Monday, August 14, 2006

Value matters: Low PE stock returns pummel market averages!

If you needed more evidence or confirmation that stock value matters, i.e. not paying too high a PE ratio for stocks, some late-breaking research confirms, once again, that "value" stocks beat up on expensive "growth" stocks.

A report recently released by RBC Dominion Securities confirmed that a portfolio of the cheapest 20% of the equity universe has, since 1980, far outpaced the rest of the market. This performance contrasts even more markedly with the most expensive 20% of the market.

Total returns for those one-fifth of companies with the lowest price-earnings ratios in the S&P500 beat the index by 3.5% annually, and trampled the 20% most expensive part of that same market by 6% annually.

In Canada, the example was even more extreme, with the S&P/TSX composite index used as the equity universe.

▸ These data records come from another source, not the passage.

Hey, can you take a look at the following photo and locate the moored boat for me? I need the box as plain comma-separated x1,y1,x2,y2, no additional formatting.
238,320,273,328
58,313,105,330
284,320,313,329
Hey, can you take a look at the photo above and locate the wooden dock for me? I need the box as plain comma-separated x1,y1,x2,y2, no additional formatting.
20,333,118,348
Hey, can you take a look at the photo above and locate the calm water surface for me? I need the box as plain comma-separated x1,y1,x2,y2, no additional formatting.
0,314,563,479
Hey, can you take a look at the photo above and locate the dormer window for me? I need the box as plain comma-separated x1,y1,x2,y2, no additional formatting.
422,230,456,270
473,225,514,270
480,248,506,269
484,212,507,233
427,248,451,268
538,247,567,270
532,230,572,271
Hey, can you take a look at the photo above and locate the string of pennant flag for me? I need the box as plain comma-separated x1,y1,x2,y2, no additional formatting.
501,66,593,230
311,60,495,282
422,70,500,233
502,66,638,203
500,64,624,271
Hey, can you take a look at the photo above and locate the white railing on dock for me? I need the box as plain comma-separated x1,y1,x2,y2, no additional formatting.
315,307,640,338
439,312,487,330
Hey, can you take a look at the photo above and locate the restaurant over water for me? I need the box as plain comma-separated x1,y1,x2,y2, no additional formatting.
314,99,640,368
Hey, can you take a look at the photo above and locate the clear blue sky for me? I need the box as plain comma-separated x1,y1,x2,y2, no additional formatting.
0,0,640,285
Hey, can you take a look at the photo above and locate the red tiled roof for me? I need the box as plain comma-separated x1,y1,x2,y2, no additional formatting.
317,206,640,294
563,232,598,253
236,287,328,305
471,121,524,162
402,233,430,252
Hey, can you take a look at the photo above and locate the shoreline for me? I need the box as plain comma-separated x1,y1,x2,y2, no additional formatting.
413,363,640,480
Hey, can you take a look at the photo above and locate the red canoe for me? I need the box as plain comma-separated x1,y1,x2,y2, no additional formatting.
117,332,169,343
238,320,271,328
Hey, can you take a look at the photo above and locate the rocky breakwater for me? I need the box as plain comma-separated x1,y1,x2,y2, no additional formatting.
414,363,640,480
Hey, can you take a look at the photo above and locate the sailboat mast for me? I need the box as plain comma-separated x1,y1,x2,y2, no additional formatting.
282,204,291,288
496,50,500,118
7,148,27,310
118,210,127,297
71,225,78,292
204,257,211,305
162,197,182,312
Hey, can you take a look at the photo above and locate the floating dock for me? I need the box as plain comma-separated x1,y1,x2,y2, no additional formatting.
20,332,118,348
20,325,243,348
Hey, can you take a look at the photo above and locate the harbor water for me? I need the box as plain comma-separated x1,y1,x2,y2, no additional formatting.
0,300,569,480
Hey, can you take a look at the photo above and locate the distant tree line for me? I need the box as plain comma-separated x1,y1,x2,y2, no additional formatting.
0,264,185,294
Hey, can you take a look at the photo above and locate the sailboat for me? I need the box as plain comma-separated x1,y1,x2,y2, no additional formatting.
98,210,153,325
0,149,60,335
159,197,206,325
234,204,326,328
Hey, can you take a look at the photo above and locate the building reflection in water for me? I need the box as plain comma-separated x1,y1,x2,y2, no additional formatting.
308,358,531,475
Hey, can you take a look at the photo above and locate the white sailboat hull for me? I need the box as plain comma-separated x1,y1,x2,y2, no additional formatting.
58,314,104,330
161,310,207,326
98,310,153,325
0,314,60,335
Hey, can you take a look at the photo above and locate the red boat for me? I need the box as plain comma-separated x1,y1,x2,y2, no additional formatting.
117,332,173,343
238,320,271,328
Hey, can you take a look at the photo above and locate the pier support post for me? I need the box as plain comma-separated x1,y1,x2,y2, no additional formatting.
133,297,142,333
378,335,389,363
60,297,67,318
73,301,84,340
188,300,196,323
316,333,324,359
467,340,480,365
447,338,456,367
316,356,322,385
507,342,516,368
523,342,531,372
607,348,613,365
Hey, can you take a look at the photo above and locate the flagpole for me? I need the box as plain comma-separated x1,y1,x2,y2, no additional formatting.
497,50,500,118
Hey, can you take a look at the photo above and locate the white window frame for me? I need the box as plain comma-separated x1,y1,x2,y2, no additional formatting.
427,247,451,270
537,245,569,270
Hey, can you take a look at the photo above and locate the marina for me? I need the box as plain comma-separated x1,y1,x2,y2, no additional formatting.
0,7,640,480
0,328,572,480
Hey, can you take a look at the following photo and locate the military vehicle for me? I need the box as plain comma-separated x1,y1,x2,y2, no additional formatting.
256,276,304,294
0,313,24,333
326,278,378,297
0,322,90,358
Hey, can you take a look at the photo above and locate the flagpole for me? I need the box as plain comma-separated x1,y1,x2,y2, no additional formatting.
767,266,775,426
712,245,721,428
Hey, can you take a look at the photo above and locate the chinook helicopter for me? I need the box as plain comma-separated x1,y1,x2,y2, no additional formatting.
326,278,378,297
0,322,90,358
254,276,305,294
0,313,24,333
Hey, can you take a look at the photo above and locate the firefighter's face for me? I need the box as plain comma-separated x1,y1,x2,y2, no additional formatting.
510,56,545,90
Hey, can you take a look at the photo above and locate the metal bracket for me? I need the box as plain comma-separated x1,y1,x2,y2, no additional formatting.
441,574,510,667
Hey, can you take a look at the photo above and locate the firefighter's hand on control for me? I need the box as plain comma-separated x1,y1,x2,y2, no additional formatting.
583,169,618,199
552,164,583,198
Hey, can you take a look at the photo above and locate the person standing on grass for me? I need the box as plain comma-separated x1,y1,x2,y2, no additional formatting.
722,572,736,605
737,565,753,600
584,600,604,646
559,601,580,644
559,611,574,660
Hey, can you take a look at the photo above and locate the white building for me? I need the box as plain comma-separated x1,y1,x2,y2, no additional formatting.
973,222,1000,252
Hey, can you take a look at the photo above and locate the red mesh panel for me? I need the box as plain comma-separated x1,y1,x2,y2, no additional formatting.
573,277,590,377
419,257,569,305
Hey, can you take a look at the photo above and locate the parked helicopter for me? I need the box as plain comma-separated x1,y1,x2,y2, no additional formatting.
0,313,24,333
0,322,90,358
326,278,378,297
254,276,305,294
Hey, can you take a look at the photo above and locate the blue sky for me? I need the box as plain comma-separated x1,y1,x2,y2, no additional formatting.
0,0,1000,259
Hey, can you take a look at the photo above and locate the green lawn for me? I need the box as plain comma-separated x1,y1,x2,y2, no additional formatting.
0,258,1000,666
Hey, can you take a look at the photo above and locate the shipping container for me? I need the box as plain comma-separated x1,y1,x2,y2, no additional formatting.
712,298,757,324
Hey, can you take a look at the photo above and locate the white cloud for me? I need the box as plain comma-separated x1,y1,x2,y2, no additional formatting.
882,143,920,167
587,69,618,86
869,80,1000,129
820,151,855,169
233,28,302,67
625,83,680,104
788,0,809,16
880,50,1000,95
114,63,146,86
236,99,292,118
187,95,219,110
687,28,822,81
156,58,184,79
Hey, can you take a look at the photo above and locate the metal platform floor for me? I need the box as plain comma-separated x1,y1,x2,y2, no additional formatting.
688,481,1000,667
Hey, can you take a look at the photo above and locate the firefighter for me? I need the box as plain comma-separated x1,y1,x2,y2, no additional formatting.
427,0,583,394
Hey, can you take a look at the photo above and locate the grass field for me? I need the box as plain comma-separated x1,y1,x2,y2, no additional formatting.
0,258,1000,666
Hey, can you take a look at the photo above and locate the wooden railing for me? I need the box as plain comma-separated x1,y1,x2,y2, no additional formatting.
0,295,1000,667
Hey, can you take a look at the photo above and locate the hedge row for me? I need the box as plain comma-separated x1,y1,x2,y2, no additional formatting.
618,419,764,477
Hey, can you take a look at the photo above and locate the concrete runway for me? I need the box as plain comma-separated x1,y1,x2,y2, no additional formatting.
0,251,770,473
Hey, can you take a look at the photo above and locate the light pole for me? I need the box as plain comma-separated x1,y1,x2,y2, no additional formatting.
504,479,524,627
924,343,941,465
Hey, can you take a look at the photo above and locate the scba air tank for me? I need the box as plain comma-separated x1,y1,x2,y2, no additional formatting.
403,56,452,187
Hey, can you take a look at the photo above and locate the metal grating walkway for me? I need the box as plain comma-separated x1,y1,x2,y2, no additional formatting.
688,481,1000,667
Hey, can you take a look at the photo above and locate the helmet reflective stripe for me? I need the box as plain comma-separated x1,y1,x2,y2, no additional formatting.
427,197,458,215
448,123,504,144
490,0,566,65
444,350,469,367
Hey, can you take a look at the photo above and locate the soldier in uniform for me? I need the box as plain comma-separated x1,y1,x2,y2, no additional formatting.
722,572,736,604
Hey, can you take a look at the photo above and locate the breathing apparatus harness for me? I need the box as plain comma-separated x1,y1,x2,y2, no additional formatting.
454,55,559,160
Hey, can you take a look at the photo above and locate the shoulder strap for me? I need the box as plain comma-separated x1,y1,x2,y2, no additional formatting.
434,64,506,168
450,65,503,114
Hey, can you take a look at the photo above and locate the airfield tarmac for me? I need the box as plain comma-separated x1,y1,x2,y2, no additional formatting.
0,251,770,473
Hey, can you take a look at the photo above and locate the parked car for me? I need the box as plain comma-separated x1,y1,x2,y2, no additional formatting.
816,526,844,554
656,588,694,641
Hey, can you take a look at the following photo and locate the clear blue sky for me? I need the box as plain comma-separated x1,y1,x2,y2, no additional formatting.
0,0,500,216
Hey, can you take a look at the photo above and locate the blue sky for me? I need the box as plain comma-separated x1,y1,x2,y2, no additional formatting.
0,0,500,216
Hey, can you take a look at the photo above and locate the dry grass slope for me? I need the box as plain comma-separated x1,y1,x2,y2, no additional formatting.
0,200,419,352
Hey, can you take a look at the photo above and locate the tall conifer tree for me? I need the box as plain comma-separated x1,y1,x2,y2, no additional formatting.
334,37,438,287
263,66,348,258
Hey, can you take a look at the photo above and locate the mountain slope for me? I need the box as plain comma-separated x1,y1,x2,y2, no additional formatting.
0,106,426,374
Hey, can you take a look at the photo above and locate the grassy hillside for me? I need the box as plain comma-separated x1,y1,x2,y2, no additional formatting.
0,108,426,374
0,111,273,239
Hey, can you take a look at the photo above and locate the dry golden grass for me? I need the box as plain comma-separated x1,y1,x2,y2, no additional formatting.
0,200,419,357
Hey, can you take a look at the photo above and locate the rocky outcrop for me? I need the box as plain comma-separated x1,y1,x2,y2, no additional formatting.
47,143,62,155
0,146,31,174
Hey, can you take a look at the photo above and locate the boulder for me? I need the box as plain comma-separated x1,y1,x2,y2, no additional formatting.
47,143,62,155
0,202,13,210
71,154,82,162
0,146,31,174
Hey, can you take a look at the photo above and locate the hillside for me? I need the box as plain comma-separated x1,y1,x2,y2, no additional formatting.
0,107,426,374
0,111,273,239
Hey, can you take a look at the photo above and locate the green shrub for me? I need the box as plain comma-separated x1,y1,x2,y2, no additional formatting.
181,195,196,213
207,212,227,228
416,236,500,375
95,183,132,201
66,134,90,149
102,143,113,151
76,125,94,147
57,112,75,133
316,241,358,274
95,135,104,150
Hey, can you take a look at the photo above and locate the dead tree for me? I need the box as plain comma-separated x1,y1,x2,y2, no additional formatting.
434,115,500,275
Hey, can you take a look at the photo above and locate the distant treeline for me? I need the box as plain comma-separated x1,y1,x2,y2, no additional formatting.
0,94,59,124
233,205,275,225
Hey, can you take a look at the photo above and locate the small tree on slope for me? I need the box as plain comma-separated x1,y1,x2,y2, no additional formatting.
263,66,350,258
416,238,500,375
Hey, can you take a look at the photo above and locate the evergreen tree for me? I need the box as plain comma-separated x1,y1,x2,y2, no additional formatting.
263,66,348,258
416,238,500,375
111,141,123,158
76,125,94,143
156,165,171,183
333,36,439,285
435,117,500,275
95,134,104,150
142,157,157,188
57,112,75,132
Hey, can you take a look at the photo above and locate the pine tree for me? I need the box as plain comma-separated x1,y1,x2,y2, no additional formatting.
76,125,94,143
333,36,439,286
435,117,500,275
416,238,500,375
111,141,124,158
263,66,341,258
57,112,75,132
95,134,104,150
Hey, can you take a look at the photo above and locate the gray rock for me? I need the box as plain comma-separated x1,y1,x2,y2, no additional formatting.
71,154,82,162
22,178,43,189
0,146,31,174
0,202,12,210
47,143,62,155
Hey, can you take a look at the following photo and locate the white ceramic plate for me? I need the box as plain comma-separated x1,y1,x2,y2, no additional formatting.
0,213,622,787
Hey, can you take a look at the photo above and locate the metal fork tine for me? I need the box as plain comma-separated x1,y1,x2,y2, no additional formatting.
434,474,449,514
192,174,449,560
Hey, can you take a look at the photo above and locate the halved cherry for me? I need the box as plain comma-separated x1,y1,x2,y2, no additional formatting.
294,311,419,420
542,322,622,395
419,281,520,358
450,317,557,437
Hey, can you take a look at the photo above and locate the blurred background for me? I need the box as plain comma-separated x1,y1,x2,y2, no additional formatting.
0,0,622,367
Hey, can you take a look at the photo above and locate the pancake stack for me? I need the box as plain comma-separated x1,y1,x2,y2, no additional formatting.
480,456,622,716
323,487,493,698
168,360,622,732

There, the cheapest one-fifth of companies soared past the index by 5% per annum, and trashed the most expensive quintile of companies, by 15% annually.

Furthermore, this performance is remarkably consistent over time: every five year period over that time frame saw the cheaper stocks outperform, except for a single five year period (the bubble years of 1995-1999 and only within the S&P500), and even then, this was only minor and only against the most expensive quintile of stocks.

Perhaps this can form the basis for a new "enhanced ETF" product.


The Confused Capitalist

1 comment:

MillionDollarCountDown said...

Good discussion. I had to refer it in one of my post. I am not always in the low P/E ratio camp. However, do consider this to be an important parameter.